THE NEWS WRAP: Tony Abbott’s paid parental leave comments find an unlikely ally

Opposition leader Tony Abbott has provoked a round of controversy over comments the Coalition’s Paid Parental Leave scheme would help “women of calibre to have families”, with an unlikely ally in feminist author Eva Cox coming to his defence.

 

“If we want women of that calibre to have families, and we should, well we have to give them a fair dinkum chance to do so. That is what this scheme of paid parental leave is all about,” Abbott said.

 

Abbott’s term “women of calibre” was attacked by Health Minister Tanya Plibersek and Finance Minister Penny Wong, along with prominent feminists including Jenna Price and Anne Summers, while Cox described the situation as an “over-reaction”.

 

“Who exactly does Mr Abbott think are ‘women of calibre’? What does he think about women who are child care workers, nurses and community sector workers? Are they of lower calibre than women who are law firm partners?” Plibersek said.

 

“Paid parental leave is a salary-related, work-related payment not a welfare payment. I think that’s what Tony Abbott was trying to say in a somewhat clumsy way… People off with the flu or on holiday are paid at the same rate.
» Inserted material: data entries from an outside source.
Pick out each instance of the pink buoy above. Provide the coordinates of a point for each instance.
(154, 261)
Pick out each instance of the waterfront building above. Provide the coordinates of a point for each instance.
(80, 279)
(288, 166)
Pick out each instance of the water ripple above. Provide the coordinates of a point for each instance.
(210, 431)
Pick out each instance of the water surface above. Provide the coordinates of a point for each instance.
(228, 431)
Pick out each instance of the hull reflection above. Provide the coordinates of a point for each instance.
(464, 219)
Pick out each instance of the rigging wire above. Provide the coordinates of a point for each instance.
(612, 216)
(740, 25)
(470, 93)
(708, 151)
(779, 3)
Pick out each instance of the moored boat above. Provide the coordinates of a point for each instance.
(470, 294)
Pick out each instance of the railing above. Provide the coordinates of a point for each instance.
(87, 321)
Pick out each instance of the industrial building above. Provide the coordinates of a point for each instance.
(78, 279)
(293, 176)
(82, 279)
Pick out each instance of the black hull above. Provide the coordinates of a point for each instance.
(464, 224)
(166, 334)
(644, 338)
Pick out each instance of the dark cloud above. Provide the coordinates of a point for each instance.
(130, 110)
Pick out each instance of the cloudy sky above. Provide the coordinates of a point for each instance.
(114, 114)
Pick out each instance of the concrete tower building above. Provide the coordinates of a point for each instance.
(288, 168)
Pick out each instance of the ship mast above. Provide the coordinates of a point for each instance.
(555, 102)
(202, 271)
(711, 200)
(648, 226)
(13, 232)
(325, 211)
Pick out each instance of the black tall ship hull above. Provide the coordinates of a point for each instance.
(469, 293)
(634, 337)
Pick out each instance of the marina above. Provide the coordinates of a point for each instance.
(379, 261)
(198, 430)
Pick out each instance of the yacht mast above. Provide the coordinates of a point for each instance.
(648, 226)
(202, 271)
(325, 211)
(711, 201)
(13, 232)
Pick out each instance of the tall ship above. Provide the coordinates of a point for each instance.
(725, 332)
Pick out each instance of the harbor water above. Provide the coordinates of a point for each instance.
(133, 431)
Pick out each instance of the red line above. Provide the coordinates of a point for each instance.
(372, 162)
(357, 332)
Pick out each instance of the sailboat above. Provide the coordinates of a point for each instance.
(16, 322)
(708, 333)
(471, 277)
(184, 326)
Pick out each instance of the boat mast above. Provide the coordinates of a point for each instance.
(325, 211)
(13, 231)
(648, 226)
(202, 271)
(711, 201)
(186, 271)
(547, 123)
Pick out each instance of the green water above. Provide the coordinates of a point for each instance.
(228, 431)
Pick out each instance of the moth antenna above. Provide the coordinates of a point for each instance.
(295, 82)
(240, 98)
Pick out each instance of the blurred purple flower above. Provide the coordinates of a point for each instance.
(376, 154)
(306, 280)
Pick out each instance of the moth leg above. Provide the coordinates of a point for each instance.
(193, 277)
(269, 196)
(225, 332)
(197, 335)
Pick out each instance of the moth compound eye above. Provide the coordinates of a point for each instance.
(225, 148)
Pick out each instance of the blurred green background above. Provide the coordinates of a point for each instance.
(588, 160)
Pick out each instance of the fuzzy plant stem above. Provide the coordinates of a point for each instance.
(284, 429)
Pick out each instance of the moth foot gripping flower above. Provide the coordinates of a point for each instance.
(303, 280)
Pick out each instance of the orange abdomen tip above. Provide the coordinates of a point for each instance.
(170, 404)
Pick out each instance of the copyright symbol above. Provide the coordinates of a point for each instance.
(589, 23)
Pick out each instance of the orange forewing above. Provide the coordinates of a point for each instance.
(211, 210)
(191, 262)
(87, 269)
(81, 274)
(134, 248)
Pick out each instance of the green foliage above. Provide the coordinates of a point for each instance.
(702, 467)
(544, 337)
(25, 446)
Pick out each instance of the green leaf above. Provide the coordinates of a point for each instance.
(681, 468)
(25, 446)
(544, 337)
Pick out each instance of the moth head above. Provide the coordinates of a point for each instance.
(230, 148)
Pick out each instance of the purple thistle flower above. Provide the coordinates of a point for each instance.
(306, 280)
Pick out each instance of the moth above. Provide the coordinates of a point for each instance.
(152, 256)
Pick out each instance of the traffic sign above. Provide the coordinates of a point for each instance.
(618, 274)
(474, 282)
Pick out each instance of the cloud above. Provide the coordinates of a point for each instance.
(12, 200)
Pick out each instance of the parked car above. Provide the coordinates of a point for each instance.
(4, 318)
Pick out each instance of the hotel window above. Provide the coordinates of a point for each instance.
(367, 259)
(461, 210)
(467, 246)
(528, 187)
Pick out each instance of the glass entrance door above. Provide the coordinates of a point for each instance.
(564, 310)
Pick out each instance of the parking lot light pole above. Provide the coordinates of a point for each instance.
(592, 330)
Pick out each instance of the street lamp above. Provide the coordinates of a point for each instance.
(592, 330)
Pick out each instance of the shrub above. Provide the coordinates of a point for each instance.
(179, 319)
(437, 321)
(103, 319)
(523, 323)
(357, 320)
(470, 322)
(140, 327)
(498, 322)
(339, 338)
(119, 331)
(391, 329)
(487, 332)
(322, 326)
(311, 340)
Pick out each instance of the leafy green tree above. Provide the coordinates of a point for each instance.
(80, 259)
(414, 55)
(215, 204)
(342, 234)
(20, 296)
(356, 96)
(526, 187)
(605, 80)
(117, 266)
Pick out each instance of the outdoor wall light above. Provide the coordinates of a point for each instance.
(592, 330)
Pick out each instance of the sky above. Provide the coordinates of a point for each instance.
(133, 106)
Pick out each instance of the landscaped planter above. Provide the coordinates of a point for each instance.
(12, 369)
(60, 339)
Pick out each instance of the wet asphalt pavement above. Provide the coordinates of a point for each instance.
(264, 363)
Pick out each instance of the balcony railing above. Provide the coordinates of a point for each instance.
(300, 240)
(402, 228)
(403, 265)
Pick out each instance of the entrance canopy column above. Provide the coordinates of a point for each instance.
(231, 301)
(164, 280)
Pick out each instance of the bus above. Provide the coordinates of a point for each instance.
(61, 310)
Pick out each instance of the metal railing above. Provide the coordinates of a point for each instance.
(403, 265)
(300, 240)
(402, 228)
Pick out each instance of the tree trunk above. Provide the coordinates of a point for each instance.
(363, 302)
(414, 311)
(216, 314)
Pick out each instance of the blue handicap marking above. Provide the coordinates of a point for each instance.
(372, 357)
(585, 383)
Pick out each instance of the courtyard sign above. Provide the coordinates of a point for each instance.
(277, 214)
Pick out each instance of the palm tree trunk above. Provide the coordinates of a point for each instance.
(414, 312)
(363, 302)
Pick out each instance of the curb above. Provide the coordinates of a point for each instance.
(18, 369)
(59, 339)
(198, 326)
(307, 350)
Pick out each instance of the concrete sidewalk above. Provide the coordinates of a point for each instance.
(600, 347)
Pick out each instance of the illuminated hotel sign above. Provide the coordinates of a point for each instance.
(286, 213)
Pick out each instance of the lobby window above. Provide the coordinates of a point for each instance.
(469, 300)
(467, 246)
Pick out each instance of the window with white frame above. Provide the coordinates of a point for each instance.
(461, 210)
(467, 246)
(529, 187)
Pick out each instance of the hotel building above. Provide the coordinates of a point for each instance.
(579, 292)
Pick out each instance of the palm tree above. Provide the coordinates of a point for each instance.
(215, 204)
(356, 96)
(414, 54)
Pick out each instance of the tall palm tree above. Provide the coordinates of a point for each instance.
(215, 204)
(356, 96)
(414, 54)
Why should a woman having a child be put on the minimum wage?’” Eva Cox said.

 

Billabong in another trading halt ahead of possible deal announcement

 

Troubled surfwear giant Billabong is once again in a trading halt ahead of the possible announcement of a deal with private equity firm Sycamore Partners.

 

In a statement to the Australian Securities and Investments Commission, Billabong announced “possible transactions affecting the company, including in connection with the bid process announced on January 14”.

 

Sycamore was due to announce the outcome of its $287 million takeover bid process on April 24 after 10 days exclusive access to the company’s books, but the announcement was delayed after debt partners asked for a further 10 days.

 

Spectrum auction comes up $1 billion short

 

The federal government’s auction of analogue television spectrum licences in the 700 MHz and 2.5 GHz bands has come up $1 billion short.

 

Troubled telco Vodafone failed to place a bid in the auction, while Telstra, Optus and TPG all successfully bid for new licences for a combined total cost of nearly $2 billion.

 

“15 MHz paired of the 700 MHz spectrum, worth in the order of $1 billion, remains in the Commonwealth’s hands for now, and we intend to return it to the market in the next two or three years,” Communications Minister Stephen Conroy said in a statement.

 

Overnight

 

The Dow Jones Industrial Average added 0.57% to 15054.90, closing above 15,000 points for the first time ever. The Aussie dollar is down to $US101.92 cents.